By Ethan Bilby
BRUSSELS (Reuters) - European Union states will send more than 200 military personnel to train Mali government forces in the fight against Islamist rebels.
The training mission has been under discussion for weeks but became more urgent after the al Qaeda-linked rebels pushed beyond their stronghold in northern Mali to threaten the capital Bamako, leading France to intervene last week.
EU foreign ministers gave the go-ahead at an emergency meeting on the Sahara crisis in Brussels on Thursday.
Western stakes in the crisis were underlined when Islamist gunmen took dozens of foreign and local workers hostage at an Algerian desert gas facility on Wednesday, demanding that France pull its troops out of Mali.
EU governments intend to train the Malian army - wracked by political divisions and a series of defeats to the rebels - but have no plans to broaden the mission to a combat role.
"Alongside the military response which the French are leading, we need to work on training Malian forces so they are able to exercise control over their own territory," British Europe minister David Lidington said before the meeting.
Governments fear northern Mali has now become a haven for a variety of Islamist groups and a base for attacks on Europe. Aside from helping Bamako restore its rule throughout Mali, they want to stop Islamist influence from spreading in West Africa.
The trend has gathered pace since the civil war in Libya that toppled Muammar Gaddafi in 2011 made it easier for militant groups operating in the thinly-populated Sahara to obtain arms.
Malian Foreign Minister Tieman Coulibaly, who travelled to Brussels to brief European foreign ministers, pleaded for help.
"A country like mine with limited resources needs assistance," he told reporters. "We need an international coalition: civilization versus terrorism, that's what we need."
The EU's mission, which it aims to launch by mid-February, will comprise about 200 to 250 military trainers as well as some security personnel.
It will provide basic battle training, advise the Malian authorities on command structure and logistics, and instruct them on matters such as dealing with prisoners. They will not advise Malian soldiers in battle.
"We will not go north. We will stay in the training areas," a senior EU official said.
France is eager to transfer leadership of its operation to Malian troops and forces promised by nations of the West African ECOWAS regional organization. French Foreign Minister Laurent Fabius said that meant its peers in the EU had to help more.

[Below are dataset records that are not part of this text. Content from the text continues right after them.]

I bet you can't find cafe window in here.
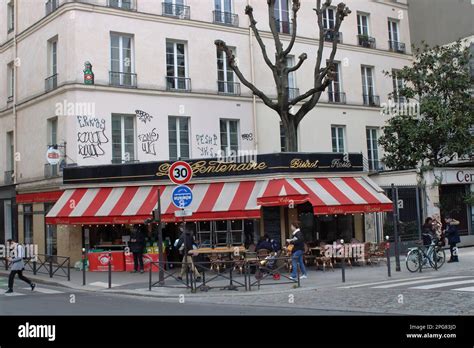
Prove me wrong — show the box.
[331,125,345,153]
[23,205,33,244]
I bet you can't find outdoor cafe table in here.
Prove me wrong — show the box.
[189,246,246,255]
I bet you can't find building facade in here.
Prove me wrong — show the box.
[0,0,413,261]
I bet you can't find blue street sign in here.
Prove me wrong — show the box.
[172,185,193,209]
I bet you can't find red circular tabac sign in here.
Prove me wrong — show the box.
[168,161,193,185]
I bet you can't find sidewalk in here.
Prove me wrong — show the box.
[1,246,473,299]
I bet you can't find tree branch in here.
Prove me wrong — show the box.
[287,53,307,73]
[245,5,275,70]
[215,40,278,112]
[282,0,301,56]
[268,0,283,55]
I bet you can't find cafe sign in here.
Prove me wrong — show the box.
[440,169,474,185]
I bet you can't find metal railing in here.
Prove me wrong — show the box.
[166,76,191,92]
[213,11,238,26]
[107,0,136,10]
[287,87,299,100]
[44,163,59,178]
[328,91,346,104]
[217,81,241,95]
[4,170,14,185]
[45,74,58,92]
[109,71,137,88]
[274,19,292,35]
[388,40,406,53]
[162,2,190,19]
[324,30,342,43]
[392,94,407,105]
[357,35,376,49]
[45,0,59,15]
[363,94,380,107]
[3,254,70,281]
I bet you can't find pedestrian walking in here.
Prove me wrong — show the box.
[130,225,146,273]
[421,217,435,247]
[5,239,35,294]
[286,221,308,280]
[444,215,460,263]
[175,224,201,282]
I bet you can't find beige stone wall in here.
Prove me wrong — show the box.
[57,225,82,264]
[17,205,24,244]
[33,203,45,253]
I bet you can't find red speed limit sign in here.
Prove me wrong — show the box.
[168,161,193,185]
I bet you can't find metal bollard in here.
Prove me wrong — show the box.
[149,263,152,291]
[341,257,346,283]
[418,250,422,273]
[67,258,71,281]
[4,257,8,271]
[385,236,391,277]
[108,252,112,289]
[297,263,301,287]
[82,248,86,286]
[33,261,37,275]
[49,257,53,278]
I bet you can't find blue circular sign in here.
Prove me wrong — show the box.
[172,185,193,208]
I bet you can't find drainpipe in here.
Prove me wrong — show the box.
[13,0,18,186]
[247,0,258,153]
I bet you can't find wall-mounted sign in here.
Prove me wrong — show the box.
[438,169,474,185]
[46,147,61,165]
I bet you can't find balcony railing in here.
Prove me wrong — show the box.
[107,0,136,10]
[357,35,376,49]
[45,0,59,15]
[328,91,346,104]
[109,71,137,88]
[162,2,190,19]
[388,40,406,53]
[4,171,14,185]
[7,95,13,103]
[45,74,58,92]
[44,164,59,178]
[392,94,407,105]
[213,11,238,26]
[324,30,342,43]
[364,158,385,172]
[274,20,292,34]
[363,94,380,107]
[166,76,191,92]
[218,81,241,95]
[287,87,299,100]
[111,159,139,164]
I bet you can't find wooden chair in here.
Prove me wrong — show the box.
[232,254,245,274]
[314,245,334,271]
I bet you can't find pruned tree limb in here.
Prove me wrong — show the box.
[245,5,275,70]
[287,53,307,73]
[282,0,301,56]
[267,0,283,55]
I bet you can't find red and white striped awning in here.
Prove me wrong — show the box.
[45,176,392,225]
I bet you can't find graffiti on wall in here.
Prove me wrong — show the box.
[135,110,153,124]
[241,133,254,141]
[138,128,159,156]
[77,116,109,159]
[196,133,218,157]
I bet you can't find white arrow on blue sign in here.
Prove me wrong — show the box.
[172,185,193,209]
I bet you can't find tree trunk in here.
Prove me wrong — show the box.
[284,118,298,152]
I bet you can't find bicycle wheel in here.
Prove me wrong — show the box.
[406,249,421,273]
[435,248,446,269]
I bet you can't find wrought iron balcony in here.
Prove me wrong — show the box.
[111,159,139,164]
[45,0,59,15]
[357,35,376,49]
[109,71,137,88]
[287,87,300,100]
[3,171,14,185]
[213,11,238,26]
[363,94,380,107]
[392,94,407,105]
[45,74,58,92]
[323,30,342,43]
[328,91,346,104]
[166,76,191,92]
[388,41,406,53]
[274,20,292,35]
[107,0,136,10]
[218,81,241,95]
[162,2,190,19]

"You have to understand that, even though France is the leader, all the European countries are affected by terrorism," he told reporters in Brussels.
Britain is giving France logistical support for the Mali operation. Germany's Foreign Minister Guido Westerwelle said Berlin was providing planes to move West African troops.

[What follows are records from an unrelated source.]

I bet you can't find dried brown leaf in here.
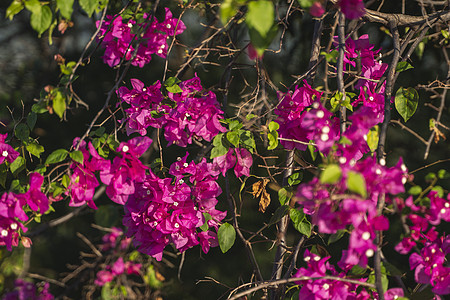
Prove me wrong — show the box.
[258,188,271,213]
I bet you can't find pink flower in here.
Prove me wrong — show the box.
[339,0,365,19]
[310,2,325,17]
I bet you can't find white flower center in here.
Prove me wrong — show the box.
[153,221,158,226]
[183,163,189,167]
[316,110,325,118]
[320,133,329,142]
[127,23,133,28]
[313,256,320,261]
[10,223,17,230]
[379,158,386,166]
[304,256,311,262]
[376,168,382,175]
[369,96,374,101]
[289,101,294,106]
[175,165,180,170]
[402,177,407,184]
[146,190,151,195]
[173,202,179,206]
[142,88,147,92]
[323,283,330,290]
[445,203,449,208]
[401,164,407,172]
[122,145,129,152]
[179,179,184,184]
[177,157,182,161]
[174,223,180,228]
[365,249,374,257]
[1,230,8,237]
[2,151,8,157]
[362,232,371,240]
[312,102,319,109]
[339,157,347,164]
[166,24,172,29]
[440,208,446,214]
[322,126,330,134]
[431,248,436,254]
[363,134,368,141]
[157,49,163,54]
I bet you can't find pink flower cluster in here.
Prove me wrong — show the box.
[309,0,365,19]
[297,156,407,268]
[0,173,49,250]
[94,228,141,287]
[394,191,450,295]
[123,153,226,261]
[67,138,110,209]
[0,134,19,165]
[96,8,185,68]
[213,148,253,177]
[294,249,405,299]
[2,279,53,300]
[117,76,227,146]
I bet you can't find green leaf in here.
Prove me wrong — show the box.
[218,222,236,253]
[248,25,277,57]
[6,0,24,20]
[30,5,52,36]
[297,0,315,9]
[347,171,367,198]
[240,130,256,151]
[145,265,163,289]
[226,131,240,147]
[308,143,317,161]
[101,282,113,300]
[166,84,183,93]
[289,208,305,231]
[246,0,274,38]
[45,149,68,165]
[367,126,379,152]
[26,141,44,158]
[27,112,37,130]
[278,187,290,205]
[165,76,181,87]
[211,133,228,159]
[288,172,303,186]
[408,186,422,195]
[298,219,312,237]
[24,0,41,14]
[56,0,74,19]
[431,185,444,198]
[79,0,98,17]
[61,174,70,188]
[69,150,84,164]
[395,87,419,122]
[320,164,342,184]
[269,205,289,225]
[437,169,450,179]
[267,121,279,150]
[14,123,30,141]
[350,264,368,276]
[10,156,25,176]
[199,213,212,231]
[220,0,238,26]
[396,61,414,73]
[368,263,389,292]
[53,89,66,119]
[328,230,346,245]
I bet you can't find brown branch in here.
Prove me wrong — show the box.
[364,8,450,26]
[228,275,376,300]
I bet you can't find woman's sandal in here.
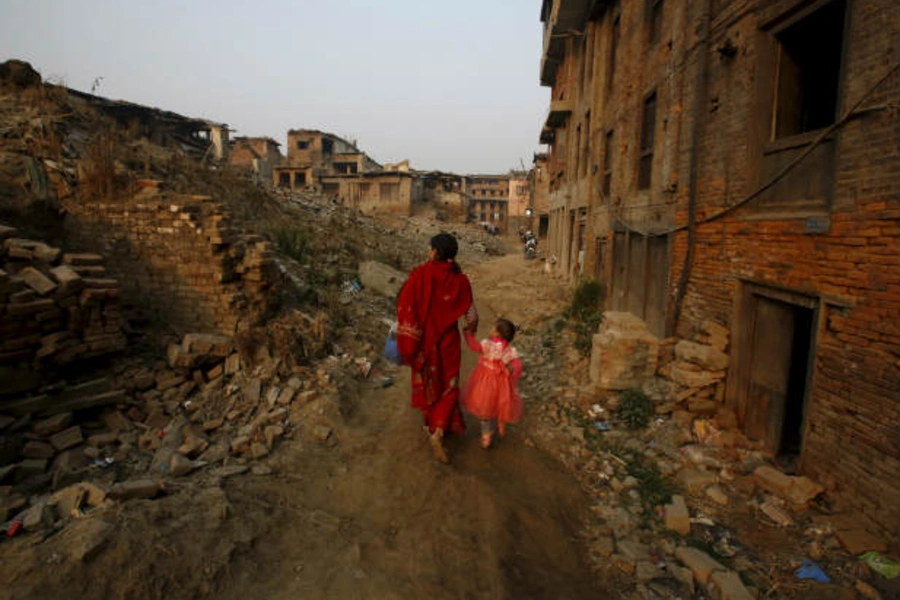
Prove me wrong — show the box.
[480,432,492,449]
[430,429,450,464]
[497,422,506,438]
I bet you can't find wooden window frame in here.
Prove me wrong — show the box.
[638,90,657,191]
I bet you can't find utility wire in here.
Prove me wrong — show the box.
[609,61,900,238]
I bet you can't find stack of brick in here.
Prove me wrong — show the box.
[658,320,730,416]
[0,224,126,368]
[62,186,279,336]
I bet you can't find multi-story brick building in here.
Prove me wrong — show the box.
[538,0,898,542]
[468,175,510,233]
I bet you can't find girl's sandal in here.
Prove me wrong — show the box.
[480,432,492,449]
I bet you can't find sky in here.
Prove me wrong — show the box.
[1,0,550,174]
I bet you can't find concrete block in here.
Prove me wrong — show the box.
[589,311,660,390]
[358,260,406,298]
[753,466,823,505]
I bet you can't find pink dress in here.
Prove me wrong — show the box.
[461,332,523,424]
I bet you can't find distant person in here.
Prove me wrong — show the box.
[461,318,523,449]
[396,233,478,464]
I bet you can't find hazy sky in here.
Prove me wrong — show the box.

Several others, EU's foreign policy chief Catherine Ashton said, were also ready to help France.
"On the military support, there were a number of countries who made it very clear to France that they would be willing to help France in every way," she said. "They did not rule in or rule out any aspect of that including military support."
EU development chief Andris Piebalgs said the bloc will give 50 million euros ($66 million) of funding to the West African force and held out the prospect of unblocking 250 million euros in aid for Mali that was frozen after a coup in March 2012.
In return, it wants the Malian government to move quickly to reunite the country and organize elections.